Other indices are also showing a fall in rates.
The 30-year fixed rate for conventional loans was 6.90% mortgage news daily Thursday morning, down seven basis points from last week. of housingwire Mortgage Rates Center Shown optimum blue The 30-year fixed rate for conventional loans stood at 6.67% on Wednesday, compared with 6.71% last week.
“Potential homebuyers are watching rates closely and waiting for the edge to come out,” Sam Khater, chief economist at Freddie Mac, said in a statement. “However, inventory challenges remain as the number of existing homes for sale remains small. However, a recent rebound in single-family housing is an encouraging development that is expected to extend through the summer.
Altos Research Data showed just 451,000 single-family homes on the market as of June 16, compared with 950,000 in June 2019.
According to National Home Builders AssociationJune was the sixth straight month of an increase in builders’ confidence. This is the first time since July 2022 that the sentiment level has crossed the midpoint of 50 (out of 100). In June, the score was 55.
“This summer’s housing market shows signs of normalization in the wake of an unprecedented period,” George Ratieu, chief economist Keeping up with current affairssaid in a statement.
“The unique real estate situation of the 2020-22 period – government-mandated quarantine, remote working, massive fiscal and monetary easing – can be better characterized as the “Year of the Unicorn”, which can easily be replicated Can’t go. Any comparison to those years could cast a shadow over the current market. Also, a return to historical trends is a welcome step in the right direction.
The current median home buyer’s monthly mortgage payment is $2,300, up $220 from a year ago, according to Retiou estimates. However, last year many buyers saw mortgage payments increase by $1,000 over the previous year due to higher prices and rising rates.
“The difference in monthly payments is becoming less dramatic as of 2022,” Ratiu said.
monetary policy
Investors are focusing on the second half of the year, as Fed Chairman Jerome Powell expected additional rate hikes in his testimony to Congress on Wednesday.

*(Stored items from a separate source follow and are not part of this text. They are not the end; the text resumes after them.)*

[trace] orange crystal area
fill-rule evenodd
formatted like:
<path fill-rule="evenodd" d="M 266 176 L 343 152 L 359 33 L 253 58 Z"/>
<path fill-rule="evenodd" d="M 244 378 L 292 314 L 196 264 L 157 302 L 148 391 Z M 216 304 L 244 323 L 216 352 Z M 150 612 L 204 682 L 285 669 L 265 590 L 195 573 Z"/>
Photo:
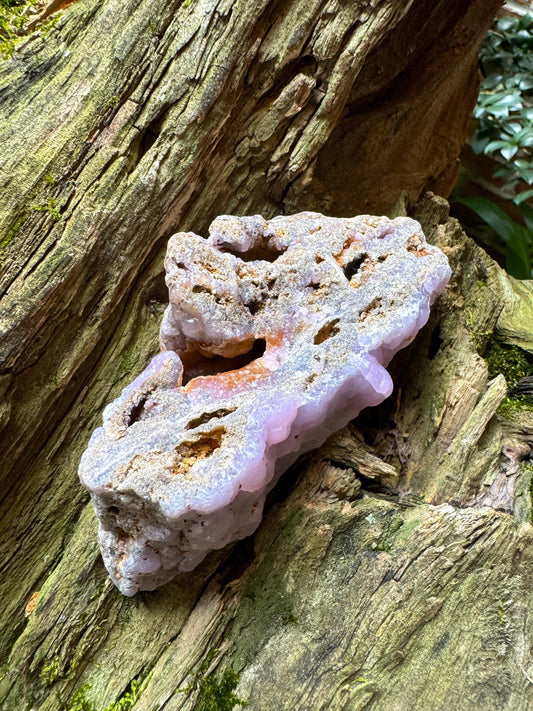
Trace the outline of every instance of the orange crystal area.
<path fill-rule="evenodd" d="M 191 392 L 197 388 L 205 388 L 231 393 L 249 389 L 252 383 L 262 381 L 272 374 L 272 368 L 267 365 L 267 362 L 272 360 L 275 351 L 283 348 L 284 337 L 285 334 L 281 332 L 265 336 L 265 353 L 260 358 L 235 370 L 227 370 L 216 375 L 199 375 L 185 385 L 185 391 Z"/>

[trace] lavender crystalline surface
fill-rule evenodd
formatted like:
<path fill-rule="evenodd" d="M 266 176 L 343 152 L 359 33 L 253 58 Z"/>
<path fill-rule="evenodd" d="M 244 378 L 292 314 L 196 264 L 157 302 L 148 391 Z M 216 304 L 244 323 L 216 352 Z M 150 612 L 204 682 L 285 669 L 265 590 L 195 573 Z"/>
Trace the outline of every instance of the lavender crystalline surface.
<path fill-rule="evenodd" d="M 217 218 L 174 235 L 161 348 L 80 464 L 125 595 L 250 535 L 267 492 L 392 391 L 450 268 L 409 218 Z"/>

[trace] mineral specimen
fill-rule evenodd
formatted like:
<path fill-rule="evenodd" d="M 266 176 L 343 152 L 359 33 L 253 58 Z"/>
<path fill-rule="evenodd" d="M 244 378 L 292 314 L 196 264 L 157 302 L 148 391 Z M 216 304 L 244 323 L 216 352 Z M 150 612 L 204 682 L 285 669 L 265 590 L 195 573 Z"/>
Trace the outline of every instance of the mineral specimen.
<path fill-rule="evenodd" d="M 162 352 L 104 411 L 80 464 L 125 595 L 251 534 L 268 491 L 392 391 L 446 257 L 408 218 L 217 218 L 174 235 Z"/>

“Chairman Powell clarified today that the pause at this month’s meeting was at best temporary,” said Marty Green, principal at Law Firm for Residential Mortgage Lenders Polunsky Beetle Greensaid in a statement.
“Inflation concerns remain at the forefront. One advantage in telegraphing a possible increase in rates at future meetings is that it reduces or eliminates expectation of a potential reduction in the fed funds rate for the remainder of 2023, which some market participants continued to fret about.
realtor.com “Mortgage rates will remain elevated during the rest of the year, with further additional rate hikes likely,” said economist Jiayi Xu.
“As a result, affordability will continue to be an important factor in buyers’ home buying decisions,” Xu said in a statement.